Union of closed subschemes with the structure sheaf over it

As with all definitions, there is no "proof" that the adopted definition is the right one but only a feeling that it better corresponds to our intuition.

In the case at hand, taking $R/IJ$ as structure sheaf would make union schemes nonreduced for no good reason.
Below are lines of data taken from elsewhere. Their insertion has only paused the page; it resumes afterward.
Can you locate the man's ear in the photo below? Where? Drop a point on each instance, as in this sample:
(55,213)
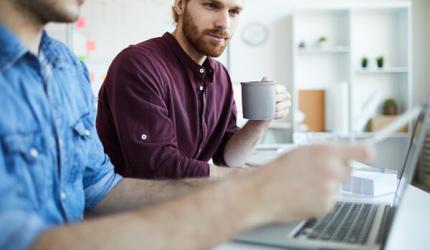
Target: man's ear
(179,7)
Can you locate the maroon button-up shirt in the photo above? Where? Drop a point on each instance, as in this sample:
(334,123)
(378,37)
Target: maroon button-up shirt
(161,115)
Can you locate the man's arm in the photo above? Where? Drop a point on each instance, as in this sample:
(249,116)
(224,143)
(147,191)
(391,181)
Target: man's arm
(205,218)
(243,142)
(135,193)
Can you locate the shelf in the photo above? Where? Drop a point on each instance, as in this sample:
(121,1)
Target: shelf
(324,51)
(393,70)
(280,125)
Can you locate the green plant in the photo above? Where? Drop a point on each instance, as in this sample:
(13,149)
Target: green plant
(390,107)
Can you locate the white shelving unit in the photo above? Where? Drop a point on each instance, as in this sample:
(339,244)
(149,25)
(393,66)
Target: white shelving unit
(353,31)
For example take $R=k[x,y,z], I=(y,z), J=(x,z)$. Geometrically you are describing the union $U$ of the $x$-axis and the $y$-axis in affine three space $\mathbb A^3_k$ . It should have a reduced structure, correctly described by $I\cap J$, whereas $I.J=(xy,zx, zy, z^2)$ would make the function $z$ nilpotent but not zero on $U$, which feels wrong since $U$ should be a closed subscheme of the plane $z=0$.

A more brutal objection to the idea of defining the union of two subschemes by the product of their ideals is that a subscheme $U$ would practically never be equal to its union with itself, since in general$ I\neq I^2$ : we would have (almost always) $$U\neq U \cup U$$
That looks bad!

(i) The union of two closed subschemes should be the smallest closed subscheme containing the two given ones; if you like, an initial object in the category of all closed subschemes containing the given two. In the case when the two given closed subschemes are $V(I)$ and $V(J)$, this is is $V(I\cap J)$. (The operation $V$ interchanges closed sets and ideals, and is order reversing.)

(ii) In function-theoretic terms, a function $f$ (i.e. an element of the ring $A$) should vanish on $V(I) \cup V(J)$ (i.e. lie in the ideal cutting out $V(I)\cup V(J)$) if and only it vanishes on both $V(I)$ and $V(J)$ (i.e. lies in $I$ and $J$), which happens if and only if $f$ lies in $I\cap J$. Thus we are forced to define $V(I)\cup V(J) = V(I\cap J)$, if union is to have anything like its usual meaning.

Because the first one is the right answer in the case of affine varieties, and the second one is not. Indeed, $R/I$, $R/J$ are nilpotent-free implies $R/I\cap J$ is nilpotent-free, but not so for $R/IJ$.